Many of us will pause today to embrace this start of a new year with resolutions to be better people.
But whether we’re willing to do more than say out with the old calendar and in with the new one is still to be determined, of course.
Yet, it’s still as if when we turn the final page on 2019 we are given still another opportunity to do the right thing and be a force for good.
We’ll exchange hopes for happiness and good fortune in 2020 much like we did gifts a week ago for Christmas. We also will take time to remember others and many will continue to open their hearts to help charitable causes.
And perhaps we’ll remember the spirit of the season — that of kindness, charity and love for others.
Yet, like some kind of dark cloud or gnawing pain that just won’t go away there is also something like a particular dread about this new year.
Though our personal challenges and worries may never be more clear than today, many shudder at the thought of the trials to looming larger by the day for our country.

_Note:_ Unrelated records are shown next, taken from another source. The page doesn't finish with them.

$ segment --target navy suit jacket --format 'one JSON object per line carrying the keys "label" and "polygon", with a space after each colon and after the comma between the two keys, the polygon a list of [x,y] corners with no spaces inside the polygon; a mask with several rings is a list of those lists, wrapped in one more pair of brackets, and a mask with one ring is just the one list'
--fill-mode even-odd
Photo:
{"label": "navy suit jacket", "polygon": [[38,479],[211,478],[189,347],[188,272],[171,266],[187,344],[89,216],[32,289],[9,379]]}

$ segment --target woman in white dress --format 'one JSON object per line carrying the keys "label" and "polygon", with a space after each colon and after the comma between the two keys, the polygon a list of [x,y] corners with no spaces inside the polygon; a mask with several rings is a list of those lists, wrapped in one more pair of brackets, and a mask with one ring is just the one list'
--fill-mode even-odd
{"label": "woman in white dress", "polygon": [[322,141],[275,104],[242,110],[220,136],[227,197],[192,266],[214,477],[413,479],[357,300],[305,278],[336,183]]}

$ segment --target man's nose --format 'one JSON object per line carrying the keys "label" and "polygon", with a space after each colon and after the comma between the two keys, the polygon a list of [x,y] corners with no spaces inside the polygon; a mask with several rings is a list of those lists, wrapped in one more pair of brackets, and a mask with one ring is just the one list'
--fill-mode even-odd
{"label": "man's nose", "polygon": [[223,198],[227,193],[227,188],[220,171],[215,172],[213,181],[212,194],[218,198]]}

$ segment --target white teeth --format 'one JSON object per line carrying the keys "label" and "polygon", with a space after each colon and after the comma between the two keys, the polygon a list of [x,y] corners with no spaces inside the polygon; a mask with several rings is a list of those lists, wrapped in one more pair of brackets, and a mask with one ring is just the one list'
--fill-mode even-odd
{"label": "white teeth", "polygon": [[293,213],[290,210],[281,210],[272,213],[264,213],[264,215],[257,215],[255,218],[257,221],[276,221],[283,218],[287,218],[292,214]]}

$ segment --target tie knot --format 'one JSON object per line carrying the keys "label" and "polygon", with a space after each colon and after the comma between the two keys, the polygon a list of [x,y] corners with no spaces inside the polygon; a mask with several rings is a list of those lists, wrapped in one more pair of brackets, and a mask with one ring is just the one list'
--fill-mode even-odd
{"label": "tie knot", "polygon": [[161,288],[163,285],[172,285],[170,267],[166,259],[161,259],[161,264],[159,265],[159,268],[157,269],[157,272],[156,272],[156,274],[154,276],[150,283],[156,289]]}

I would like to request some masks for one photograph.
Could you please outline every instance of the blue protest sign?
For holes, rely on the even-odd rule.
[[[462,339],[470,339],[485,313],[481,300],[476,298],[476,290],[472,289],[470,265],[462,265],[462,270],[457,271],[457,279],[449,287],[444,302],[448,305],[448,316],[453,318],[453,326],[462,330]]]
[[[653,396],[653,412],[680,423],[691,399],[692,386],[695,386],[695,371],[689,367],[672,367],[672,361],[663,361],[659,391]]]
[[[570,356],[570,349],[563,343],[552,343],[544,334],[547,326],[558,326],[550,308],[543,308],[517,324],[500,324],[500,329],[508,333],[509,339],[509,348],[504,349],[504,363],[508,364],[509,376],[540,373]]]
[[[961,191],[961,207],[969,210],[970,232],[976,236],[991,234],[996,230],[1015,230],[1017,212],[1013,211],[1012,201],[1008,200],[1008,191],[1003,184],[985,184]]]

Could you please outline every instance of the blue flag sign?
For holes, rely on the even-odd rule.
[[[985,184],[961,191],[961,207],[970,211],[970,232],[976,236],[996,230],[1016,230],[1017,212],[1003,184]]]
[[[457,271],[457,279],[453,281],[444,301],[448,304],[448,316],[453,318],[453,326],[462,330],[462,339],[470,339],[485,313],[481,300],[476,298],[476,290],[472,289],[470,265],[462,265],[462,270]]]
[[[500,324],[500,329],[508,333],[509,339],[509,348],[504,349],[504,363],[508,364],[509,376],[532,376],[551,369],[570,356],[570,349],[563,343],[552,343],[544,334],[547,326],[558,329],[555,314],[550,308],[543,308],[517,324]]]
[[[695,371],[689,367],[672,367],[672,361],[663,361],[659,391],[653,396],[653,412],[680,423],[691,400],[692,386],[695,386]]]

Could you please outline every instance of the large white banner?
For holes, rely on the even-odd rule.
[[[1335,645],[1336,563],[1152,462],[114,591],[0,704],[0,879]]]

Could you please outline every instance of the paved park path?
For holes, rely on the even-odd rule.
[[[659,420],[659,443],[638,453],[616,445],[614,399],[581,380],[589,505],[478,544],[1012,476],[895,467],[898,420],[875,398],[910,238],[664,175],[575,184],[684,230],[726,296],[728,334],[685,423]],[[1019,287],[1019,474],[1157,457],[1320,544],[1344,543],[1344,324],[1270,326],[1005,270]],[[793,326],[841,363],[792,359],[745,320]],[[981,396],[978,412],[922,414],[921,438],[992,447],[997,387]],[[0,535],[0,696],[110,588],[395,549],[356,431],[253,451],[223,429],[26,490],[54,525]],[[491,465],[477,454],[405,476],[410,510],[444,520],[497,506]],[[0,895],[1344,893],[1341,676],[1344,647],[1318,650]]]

It’s not just the upcoming state and national elections, the impeachment trial or even the regular session of the Legislature and so on that’s causing this dismay.
Perhaps the House of Representatives’ impeachment vote was most emblematic of the true underlying concern in these hyper-partisan times.
That vote Dec. 18 was very bad news for the legacy of President Trump, despite what happens in his Senate trial or at the polls in November.
But what was truly disconcerting for our country, 197 Republicans voted against impeachment, and all 233 Democrats believed equally strongly the other way.
You have to believe that the issues in this vote were too complex, or self-evident, and those men and women too intelligent to arrive at such a strictly partisan vote.
But it’s obvious that individual conscience and thought as a moral compass of government has gone astray.
That is, such voting has stuck us with a government divided by party — where our leaders look to their party loyalty instead of that to their country or their conscience.
We will undoubtedly see this same kind of tribal voting at the polls this year and during the legislative session and continuing in Congress, despite the gravity of these times.
Some will argue in the coming months that the conduct of the president matters. As does the conduct of the members of the House and the Senate as well as our own.
But we believe, more importantly the Constitution of our country and the rule of law matters most — more than either party or our politics.
It’s our hope that we resolve in the coming year to look beyond regimented partisan voting and politics.
We are often more inclined to look for the good in others and practice more patience at this time of the year.
Why not keep that spirit in our hearts and consicence throughout the coming year.